Ethanol is a major cause. We were all excited that our food waste could become gas. But ethanol uses nearly as much fossil fuels as it replaces. And to keep up with demand not only are farmers producing less food, swaths of the Amazon Rain Forest are being cut, and clear cutting of other carbon buffers.
Ethanol has been a disaster and one of the main results has been a dramatic cut in food production as corn and the land needed for it goes to Ethanol.
That isn't the only problem. Corporate farming has taken over the world food production. They are using less seed diversity, less farmers, doing it in unsustainable ways and the result is that farming is more susceptible to bad weather.
Which because of Global Climate Change is becoming more and more common.
So Monsanto's Genetically Modified Seeds which don't allow for reproduction, and are relatively weak, mean less and less food is actually being produced.
This has been coming for years, Agricultural experts have been screaming on the top of their lungs for someone to do something about it.
Because the media has cut back to only cover vicious murders, missing white girls, and starlets pantie epidemic.
This Passover we Jews are force to remember the importance of food and the lack there of it. As we were leaving Egypt hastily we didn't have the 7 days for our bread to rise. So we took the flat bread (Matzah) and booked it.
Ever year we connect ourselves to our ancestors and reinvigorate our dedication to social justice in ending slavery and hunger.
This Passover more than many in recent memory that imperative is being highlighted by the hunger crisis ravaging the world.
Hunger Threatening World Stability via NY Times:
Saint Louis Meriska’s children ate two spoonfuls of rice apiece as their only meal recently and then went without any food the following day. His eyes downcast, his own stomach empty, the unemployed father said forlornly, “They look at me and say, ‘Papa, I’m hungry,’ and I have to look away. It’s humiliating and it makes you angry.”This Passover we all pray G-d give us the strength and wisdom to finally end the world hunger epidemic.

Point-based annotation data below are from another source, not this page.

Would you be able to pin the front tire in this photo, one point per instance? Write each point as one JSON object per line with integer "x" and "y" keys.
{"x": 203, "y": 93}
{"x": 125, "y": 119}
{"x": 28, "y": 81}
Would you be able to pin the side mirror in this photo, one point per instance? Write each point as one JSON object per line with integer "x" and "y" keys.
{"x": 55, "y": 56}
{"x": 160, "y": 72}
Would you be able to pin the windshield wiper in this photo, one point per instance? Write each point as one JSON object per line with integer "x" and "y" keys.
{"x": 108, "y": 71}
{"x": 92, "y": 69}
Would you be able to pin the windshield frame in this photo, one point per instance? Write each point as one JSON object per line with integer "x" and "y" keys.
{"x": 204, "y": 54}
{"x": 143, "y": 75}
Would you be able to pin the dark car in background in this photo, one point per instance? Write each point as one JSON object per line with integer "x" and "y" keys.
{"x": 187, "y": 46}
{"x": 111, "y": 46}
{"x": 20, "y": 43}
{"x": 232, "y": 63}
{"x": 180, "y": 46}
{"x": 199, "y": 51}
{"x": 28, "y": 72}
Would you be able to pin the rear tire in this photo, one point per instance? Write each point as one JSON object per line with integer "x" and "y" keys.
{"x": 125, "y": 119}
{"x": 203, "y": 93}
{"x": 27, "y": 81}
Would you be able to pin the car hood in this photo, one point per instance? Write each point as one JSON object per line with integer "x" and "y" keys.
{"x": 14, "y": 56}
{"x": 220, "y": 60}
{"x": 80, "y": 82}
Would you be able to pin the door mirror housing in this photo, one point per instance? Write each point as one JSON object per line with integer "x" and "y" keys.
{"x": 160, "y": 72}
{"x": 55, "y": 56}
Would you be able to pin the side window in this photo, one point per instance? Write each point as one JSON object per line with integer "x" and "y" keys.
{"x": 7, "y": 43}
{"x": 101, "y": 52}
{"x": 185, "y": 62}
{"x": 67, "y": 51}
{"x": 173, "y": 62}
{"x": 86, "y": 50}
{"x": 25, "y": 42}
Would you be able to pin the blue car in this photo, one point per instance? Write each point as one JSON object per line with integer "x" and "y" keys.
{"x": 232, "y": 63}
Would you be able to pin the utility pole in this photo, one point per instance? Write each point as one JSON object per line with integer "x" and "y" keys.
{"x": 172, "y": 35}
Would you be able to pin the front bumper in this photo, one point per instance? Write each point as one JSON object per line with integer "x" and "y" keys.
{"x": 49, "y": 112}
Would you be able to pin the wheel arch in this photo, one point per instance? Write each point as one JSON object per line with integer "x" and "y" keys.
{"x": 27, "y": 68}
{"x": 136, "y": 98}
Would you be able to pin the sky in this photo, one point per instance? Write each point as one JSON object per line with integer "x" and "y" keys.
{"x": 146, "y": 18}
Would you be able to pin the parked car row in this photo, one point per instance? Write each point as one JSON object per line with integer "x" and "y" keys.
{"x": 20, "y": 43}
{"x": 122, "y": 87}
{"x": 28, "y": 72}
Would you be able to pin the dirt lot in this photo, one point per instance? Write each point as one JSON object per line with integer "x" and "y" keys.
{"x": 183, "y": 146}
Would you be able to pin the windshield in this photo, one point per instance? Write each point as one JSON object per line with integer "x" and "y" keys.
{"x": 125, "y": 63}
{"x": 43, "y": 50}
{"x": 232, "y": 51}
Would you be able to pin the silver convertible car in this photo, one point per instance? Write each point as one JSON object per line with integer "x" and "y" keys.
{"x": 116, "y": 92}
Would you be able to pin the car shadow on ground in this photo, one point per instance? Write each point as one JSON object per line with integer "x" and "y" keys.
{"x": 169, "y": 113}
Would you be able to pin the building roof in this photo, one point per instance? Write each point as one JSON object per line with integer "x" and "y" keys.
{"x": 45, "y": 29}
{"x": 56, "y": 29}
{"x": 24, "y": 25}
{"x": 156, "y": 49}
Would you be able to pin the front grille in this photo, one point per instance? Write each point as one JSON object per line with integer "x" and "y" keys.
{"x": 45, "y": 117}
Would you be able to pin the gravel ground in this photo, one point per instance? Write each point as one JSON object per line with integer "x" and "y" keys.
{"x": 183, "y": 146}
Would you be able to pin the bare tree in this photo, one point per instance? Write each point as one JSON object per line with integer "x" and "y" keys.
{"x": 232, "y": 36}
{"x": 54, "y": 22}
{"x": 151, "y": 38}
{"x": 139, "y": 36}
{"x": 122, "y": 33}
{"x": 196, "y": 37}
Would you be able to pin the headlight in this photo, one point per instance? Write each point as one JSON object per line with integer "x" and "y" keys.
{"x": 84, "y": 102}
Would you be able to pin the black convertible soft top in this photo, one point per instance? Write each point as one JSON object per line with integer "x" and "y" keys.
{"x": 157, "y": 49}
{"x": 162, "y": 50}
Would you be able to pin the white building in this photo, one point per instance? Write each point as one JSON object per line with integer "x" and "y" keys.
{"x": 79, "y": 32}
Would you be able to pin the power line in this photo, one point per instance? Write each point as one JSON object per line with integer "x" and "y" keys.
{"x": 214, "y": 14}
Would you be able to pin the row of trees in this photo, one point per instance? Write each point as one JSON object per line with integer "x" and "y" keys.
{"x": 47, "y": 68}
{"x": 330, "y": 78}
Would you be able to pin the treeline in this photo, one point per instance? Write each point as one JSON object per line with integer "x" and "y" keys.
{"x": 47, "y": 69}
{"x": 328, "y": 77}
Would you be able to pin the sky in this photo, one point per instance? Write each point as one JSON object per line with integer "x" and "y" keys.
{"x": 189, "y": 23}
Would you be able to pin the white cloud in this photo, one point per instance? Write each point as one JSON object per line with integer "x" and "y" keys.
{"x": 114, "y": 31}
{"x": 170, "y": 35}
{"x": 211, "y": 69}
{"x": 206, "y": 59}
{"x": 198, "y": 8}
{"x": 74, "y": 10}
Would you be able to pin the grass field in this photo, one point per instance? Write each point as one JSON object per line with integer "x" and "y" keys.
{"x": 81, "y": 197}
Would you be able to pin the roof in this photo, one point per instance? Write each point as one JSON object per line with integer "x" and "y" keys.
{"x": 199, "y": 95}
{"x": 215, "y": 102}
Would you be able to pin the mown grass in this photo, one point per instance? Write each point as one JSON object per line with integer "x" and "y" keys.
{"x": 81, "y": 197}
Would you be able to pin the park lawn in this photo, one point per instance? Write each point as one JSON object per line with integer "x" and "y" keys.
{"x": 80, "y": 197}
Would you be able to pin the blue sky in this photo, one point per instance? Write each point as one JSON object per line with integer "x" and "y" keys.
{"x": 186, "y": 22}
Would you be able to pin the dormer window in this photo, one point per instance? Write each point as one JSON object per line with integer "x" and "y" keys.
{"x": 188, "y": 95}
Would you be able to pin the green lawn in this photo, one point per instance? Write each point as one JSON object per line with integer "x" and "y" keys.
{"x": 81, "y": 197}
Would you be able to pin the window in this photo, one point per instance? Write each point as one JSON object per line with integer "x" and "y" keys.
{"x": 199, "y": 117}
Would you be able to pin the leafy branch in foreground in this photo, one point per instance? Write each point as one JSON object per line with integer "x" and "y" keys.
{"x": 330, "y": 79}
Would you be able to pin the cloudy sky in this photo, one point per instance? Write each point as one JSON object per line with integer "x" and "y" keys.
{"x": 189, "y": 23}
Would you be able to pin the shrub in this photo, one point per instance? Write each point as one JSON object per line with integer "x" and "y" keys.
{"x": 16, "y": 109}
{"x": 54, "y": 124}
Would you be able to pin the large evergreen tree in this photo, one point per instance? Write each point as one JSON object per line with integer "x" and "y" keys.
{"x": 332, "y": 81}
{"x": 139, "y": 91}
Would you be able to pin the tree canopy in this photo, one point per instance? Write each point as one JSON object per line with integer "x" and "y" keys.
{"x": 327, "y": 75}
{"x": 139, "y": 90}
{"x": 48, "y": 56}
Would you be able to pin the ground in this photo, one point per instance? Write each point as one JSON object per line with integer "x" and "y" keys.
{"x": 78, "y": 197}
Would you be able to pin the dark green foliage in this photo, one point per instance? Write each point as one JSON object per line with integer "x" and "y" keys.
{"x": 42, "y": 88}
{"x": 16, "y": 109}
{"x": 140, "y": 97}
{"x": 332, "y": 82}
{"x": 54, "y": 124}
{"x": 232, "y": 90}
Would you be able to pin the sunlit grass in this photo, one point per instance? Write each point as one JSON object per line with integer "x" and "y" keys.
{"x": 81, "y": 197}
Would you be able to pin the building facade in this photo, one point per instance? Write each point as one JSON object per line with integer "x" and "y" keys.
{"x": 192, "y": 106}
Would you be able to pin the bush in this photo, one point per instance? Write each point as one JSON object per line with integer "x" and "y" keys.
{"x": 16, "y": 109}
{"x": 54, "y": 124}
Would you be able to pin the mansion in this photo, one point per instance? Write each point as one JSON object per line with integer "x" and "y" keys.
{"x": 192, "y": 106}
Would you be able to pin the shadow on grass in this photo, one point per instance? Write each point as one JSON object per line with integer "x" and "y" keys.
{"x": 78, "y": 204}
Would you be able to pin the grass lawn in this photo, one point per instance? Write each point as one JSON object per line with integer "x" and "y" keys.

That anger is palpable across the globe. The food crisis is not only being felt among the poor but is also eroding the gains of the working and middle classes, sowing volatile levels of discontent and putting new pressures on fragile governments.
In Cairo, the military is being put to work baking bread as rising food prices threaten to become the spark that ignites wider anger at a repressive government. In Burkina Faso and other parts of sub-Saharan Africa, food riots are breaking out as never before. In reasonably prosperous Malaysia, the ruling coalition was nearly ousted by voters who cited food and fuel price increases as their main concerns.
“It’s the worst crisis of its kind in more than 30 years,” said Jeffrey D. Sachs, the economist and special adviser to the United Nations secretary general, Ban Ki-moon. “It’s a big deal and it’s obviously threatening a lot of governments. There are a number of governments on the ropes, and I think there’s more political fallout to come.”
...Even in Thailand, which produces 10 million more tons of rice than it consumes and is the world’s largest rice exporter, supermarkets have placed signs limiting the amount of rice shoppers are allowed to purchase.
...“This is a perfect storm,” President Elías Antonio Saca of El Salvador said Wednesday at the World Economic Forum on Latin America in Cancún, Mexico. “How long can we withstand the situation? We have to feed our people, and commodities are becoming scarce. This scandalous storm might become a hurricane that could upset not only our economies but also the stability of our countries.”